Pour ce qui concerne la Turquie, la chronologie est parlante : deux chapitres ont été ouverts entre 2002 et 2007, 11 entre 2007 et 2012, et 3 depuis 2012. Ce sont ceux qui ont ouverts le plus grand nombre de chapitres qui indiquent ne pas vouloir cette adhésion, mais il ne fallait pas donner des signaux à l'époque. La question essentielle avec la Turquie est celle de la mise en oeuvre de l'accord sur les migrations. Il y a une discussion en cours, notamment sur le volet financier.. Sur la politique étrangère de la Turquie, Meyer Habib m'a demandé mon point de vue sur les discussions avec Israël et avec la Russie. Il est clair que tout ce qui peut contribuer à l'apaisement des relations de ce grands pays avec ses voisins va dans le bon sens. On ne peut que se féliciter de la réconciliation. Avec la Russie, il y a encore beaucoup de chemin à faire, car le dossier syrien est loin d'être réglé. J'ai d'ailleurs évoqué avec mon homologue russe la question des Kurdes.
Jean Glavany a évoqué Churchill. On le mentionne comme le premier des Européens prônant l'union des pays européens et les Etats-Unis d'Europe. Il ne faut pas se méprendre.

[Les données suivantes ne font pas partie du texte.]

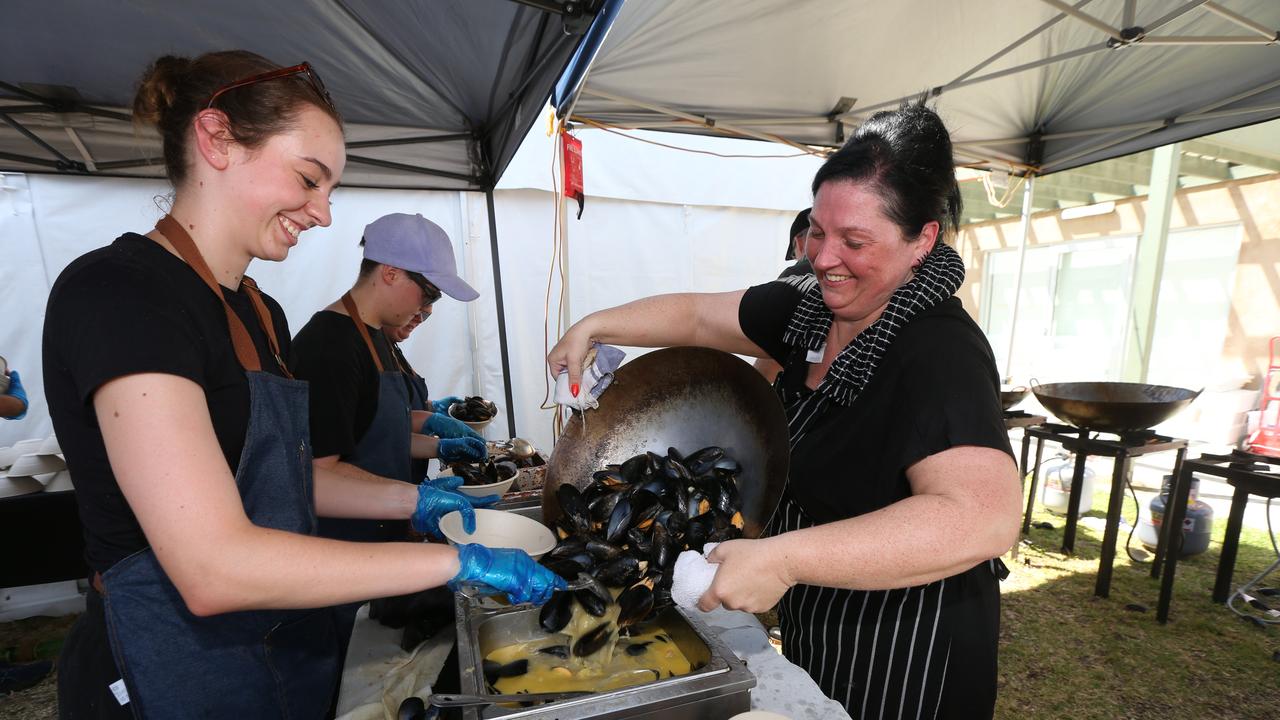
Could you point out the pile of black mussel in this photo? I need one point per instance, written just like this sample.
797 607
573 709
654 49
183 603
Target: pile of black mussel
626 529
488 472
474 409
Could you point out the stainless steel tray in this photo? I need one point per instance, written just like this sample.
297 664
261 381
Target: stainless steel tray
718 688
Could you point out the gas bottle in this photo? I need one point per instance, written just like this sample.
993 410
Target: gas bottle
1197 527
1057 486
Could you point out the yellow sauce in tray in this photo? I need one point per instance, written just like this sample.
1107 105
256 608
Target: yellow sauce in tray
648 655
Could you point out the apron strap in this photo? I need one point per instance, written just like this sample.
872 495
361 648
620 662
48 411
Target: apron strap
264 318
401 361
360 326
177 236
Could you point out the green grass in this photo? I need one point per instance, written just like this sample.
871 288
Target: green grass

Le discours de 1946 à l'Université de Zürich enjoignait aux Européens du continent de s'unir, mais Churchill voyait l'avenir du Royaume-Uni de manière différente dans un monde structuré selon trois grands piliers : les Etats-Unis, l'Europe autour de la réconciliation franco-allemande, et le Royaume-Uni avec le Commonwealth. Il est cependant regrettable que les Britanniques partent de l'Union, car même si nous avions beaucoup de divergences, notamment en matière économique et sociale, nous avions aussi beaucoup d'intérêts communs.